Across all countries surveyed, discrimination occurs more against male applicants than female applicants, with 44% of female applicants reporting discriminatory experiences compared with 52% of male applicants. Young people appear to be the most vulnerable to (or most observant of) workplace discrimination, with two-thirds (69.23%) of applicants between 18–24 having experienced discrimination in the hiring process.
55% go on to experience discrimination in the workplace after the hiring process
Remote’s investigation discovered that discrimination becomes more prevalent after the hiring process ends, with 55% of employees reporting that they have experienced workplace discrimination and 59% saying they have witnessed it.
Here are the discriminatory experiences of employees split across the UK, Germany, France, the US, and Canada.
% of employees that have experienced discrimination in the workplace
At 59%, the UK and Germany are the countries with the highest percentage of employees who have faced discrimination in the workplace.
Offering workplace flexibility is the most common practice to promote diversity and inclusion in the hiring process
Remote asked employers which practices they use to promote diversity and inclusion in their hiring processes to explore the most commonly used methods. The table below shows their top five responses.
Number of employers who responded %
Offering workplace flexibility
Acknowledging holidays of all cultures
Providing awareness training and implementing diversity and inclusion policies for HR or People teams and hiring managers
Implementing scorecards to support managing bias during the hiring process
Advertising roles through new channels that target diverse candidates
When it comes to attracting diverse employee candidates from different backgrounds, workplace flexibility is the most popular offering for employers.
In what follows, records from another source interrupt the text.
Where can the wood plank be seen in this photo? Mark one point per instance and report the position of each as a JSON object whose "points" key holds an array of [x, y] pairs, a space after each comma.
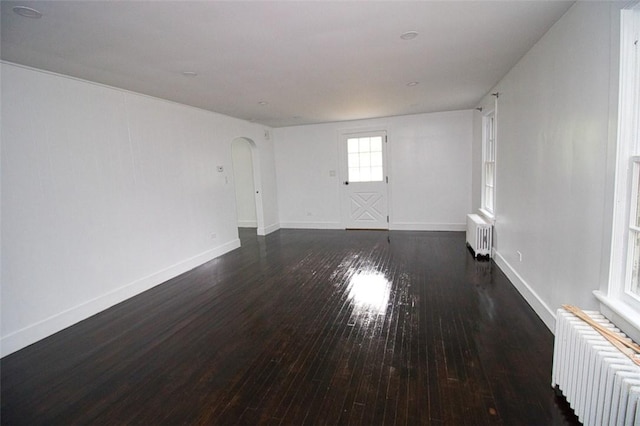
{"points": [[274, 333]]}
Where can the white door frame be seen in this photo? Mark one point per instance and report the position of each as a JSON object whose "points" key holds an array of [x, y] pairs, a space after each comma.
{"points": [[343, 170], [257, 183]]}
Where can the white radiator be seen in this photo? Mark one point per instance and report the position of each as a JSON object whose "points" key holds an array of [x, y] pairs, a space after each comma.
{"points": [[601, 384], [479, 235]]}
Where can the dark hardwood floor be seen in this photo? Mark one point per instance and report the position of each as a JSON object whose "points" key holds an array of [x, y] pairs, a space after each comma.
{"points": [[302, 327]]}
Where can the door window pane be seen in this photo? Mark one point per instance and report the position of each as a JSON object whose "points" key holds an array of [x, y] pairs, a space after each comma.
{"points": [[365, 160]]}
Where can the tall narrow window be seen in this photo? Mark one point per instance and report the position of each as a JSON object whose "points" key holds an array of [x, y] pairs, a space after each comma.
{"points": [[620, 297], [489, 163], [632, 286]]}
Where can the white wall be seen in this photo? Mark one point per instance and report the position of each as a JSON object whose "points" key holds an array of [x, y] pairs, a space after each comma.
{"points": [[554, 161], [244, 184], [429, 171], [106, 193]]}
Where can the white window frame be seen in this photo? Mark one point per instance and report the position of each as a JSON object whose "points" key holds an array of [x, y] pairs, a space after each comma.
{"points": [[489, 149], [617, 301]]}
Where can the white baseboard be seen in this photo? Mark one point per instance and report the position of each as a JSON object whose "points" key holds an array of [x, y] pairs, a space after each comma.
{"points": [[539, 306], [268, 229], [34, 332], [312, 225], [417, 226]]}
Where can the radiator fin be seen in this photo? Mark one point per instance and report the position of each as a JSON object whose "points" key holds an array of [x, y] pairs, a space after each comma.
{"points": [[479, 235], [601, 384]]}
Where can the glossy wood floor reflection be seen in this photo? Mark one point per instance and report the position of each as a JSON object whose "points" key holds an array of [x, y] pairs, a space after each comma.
{"points": [[302, 327]]}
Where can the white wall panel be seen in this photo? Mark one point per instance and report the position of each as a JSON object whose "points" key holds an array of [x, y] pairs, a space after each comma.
{"points": [[106, 193], [554, 158]]}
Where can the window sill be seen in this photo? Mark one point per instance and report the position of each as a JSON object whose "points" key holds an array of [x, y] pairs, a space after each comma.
{"points": [[490, 217], [621, 314]]}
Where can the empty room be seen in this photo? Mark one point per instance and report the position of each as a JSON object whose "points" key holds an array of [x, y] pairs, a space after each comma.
{"points": [[320, 212]]}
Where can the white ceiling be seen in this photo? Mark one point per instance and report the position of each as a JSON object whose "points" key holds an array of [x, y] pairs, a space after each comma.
{"points": [[312, 62]]}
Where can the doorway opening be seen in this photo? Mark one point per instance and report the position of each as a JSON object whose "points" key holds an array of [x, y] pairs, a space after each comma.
{"points": [[246, 179]]}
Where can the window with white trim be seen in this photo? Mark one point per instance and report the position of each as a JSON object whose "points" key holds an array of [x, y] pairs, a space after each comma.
{"points": [[488, 196], [622, 295]]}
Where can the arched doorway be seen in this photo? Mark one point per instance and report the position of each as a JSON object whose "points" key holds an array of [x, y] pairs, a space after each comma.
{"points": [[246, 178]]}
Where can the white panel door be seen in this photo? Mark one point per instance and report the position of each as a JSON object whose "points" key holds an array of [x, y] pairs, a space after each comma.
{"points": [[364, 181]]}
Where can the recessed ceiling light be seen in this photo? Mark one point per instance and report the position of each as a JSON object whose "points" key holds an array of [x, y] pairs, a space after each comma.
{"points": [[27, 12], [409, 35]]}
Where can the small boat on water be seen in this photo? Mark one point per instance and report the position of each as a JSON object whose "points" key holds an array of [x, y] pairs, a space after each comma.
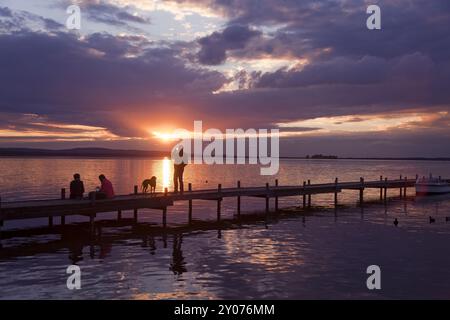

Just under a quarter (23%) of hiring managers and employers internationally stated that offering workplace flexibility was their company’s most common approach.
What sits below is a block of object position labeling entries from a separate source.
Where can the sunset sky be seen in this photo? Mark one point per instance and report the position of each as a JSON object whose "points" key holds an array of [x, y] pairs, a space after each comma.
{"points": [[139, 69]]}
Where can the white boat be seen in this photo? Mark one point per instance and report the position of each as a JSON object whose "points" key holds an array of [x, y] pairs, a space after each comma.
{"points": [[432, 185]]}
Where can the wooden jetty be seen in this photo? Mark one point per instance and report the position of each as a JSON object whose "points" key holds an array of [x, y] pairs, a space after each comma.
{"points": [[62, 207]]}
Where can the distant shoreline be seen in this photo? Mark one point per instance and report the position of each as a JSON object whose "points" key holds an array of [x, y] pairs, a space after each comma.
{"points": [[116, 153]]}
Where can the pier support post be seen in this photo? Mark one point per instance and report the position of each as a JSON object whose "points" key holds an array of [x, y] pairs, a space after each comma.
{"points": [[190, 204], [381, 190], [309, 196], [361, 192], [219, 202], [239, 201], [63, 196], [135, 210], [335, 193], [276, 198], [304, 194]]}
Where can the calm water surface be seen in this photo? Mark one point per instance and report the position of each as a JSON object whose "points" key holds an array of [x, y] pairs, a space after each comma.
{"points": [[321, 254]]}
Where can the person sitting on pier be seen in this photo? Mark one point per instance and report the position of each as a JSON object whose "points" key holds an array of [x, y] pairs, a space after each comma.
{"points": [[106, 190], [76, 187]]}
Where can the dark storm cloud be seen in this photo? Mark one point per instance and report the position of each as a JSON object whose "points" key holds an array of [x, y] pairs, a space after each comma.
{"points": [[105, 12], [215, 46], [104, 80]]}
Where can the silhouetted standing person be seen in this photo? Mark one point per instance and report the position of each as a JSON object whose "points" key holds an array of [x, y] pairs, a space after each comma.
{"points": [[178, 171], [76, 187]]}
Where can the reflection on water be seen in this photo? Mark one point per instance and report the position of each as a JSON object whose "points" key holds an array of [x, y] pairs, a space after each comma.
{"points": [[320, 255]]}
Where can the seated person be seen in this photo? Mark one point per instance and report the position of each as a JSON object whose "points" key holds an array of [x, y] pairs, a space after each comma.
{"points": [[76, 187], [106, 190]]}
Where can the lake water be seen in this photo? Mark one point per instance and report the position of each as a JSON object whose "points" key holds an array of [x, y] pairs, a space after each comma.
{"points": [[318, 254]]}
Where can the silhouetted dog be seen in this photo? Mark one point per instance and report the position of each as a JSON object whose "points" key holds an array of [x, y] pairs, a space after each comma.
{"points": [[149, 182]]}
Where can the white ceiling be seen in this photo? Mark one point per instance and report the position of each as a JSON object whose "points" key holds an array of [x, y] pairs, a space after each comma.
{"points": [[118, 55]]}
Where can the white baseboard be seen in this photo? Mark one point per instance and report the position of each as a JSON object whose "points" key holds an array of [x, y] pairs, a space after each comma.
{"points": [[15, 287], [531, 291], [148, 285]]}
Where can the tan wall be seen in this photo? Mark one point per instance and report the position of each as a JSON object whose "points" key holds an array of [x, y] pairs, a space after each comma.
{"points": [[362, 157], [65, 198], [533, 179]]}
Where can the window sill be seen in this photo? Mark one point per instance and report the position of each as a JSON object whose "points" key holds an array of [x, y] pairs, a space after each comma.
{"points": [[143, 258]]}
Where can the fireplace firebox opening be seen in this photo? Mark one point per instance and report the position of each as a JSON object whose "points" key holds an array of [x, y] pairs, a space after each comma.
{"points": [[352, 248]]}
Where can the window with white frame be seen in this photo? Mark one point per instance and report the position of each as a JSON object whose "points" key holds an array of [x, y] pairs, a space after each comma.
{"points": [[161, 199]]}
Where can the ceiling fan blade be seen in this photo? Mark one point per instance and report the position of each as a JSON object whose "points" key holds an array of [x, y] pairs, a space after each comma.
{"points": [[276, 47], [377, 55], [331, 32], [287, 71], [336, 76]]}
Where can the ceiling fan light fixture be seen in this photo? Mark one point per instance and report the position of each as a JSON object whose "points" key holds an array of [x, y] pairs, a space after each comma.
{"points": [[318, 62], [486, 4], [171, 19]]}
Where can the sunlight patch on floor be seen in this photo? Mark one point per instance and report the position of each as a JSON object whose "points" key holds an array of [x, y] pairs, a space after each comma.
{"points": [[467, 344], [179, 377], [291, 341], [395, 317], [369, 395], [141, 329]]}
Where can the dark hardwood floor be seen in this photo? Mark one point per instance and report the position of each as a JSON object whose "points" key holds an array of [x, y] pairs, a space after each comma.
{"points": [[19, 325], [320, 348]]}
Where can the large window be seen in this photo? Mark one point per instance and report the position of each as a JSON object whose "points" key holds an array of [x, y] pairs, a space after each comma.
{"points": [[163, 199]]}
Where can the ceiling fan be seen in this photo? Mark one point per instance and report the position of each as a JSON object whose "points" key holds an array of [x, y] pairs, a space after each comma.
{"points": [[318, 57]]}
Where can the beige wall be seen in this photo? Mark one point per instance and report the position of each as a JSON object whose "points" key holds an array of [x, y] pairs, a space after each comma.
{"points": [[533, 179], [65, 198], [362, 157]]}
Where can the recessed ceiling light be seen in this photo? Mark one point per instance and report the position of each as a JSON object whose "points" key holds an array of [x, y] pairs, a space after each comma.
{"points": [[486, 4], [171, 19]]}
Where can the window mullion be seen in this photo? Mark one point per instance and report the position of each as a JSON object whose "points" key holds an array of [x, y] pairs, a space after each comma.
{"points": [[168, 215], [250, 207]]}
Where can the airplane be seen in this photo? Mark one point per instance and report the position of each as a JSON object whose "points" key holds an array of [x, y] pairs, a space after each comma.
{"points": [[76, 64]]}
The most common business benefit of hiring diverse talent is widening the talent pool and improving employee productivity
Remote asked employers and hiring managers to outline the ways that hiring diverse talent had a strong positive impact on their workforce.
The majority of employers and hiring managers have benefitted from access to a widened talent pool and noticed a positive impact on employee engagement and performance. Other benefits included increased creativity and innovation among employees.
The top challenge employers face in making workplaces more inclusive is managing the concept that diversity means different things to different people
Managing inequitable inclusion is the biggest challenge that UK employers and hiring managers face, with 36% listing this as the difficulty they face the most. Inequitable inclusion refers to the concept that diversity means different things to different people.
This is closely followed by communication issues relating to language barriers, slang, colloquialisms and cultural misunderstandings (35%). The third most common challenge is finding the time to train employees about different ways of thinking and approaching a scenario (34%).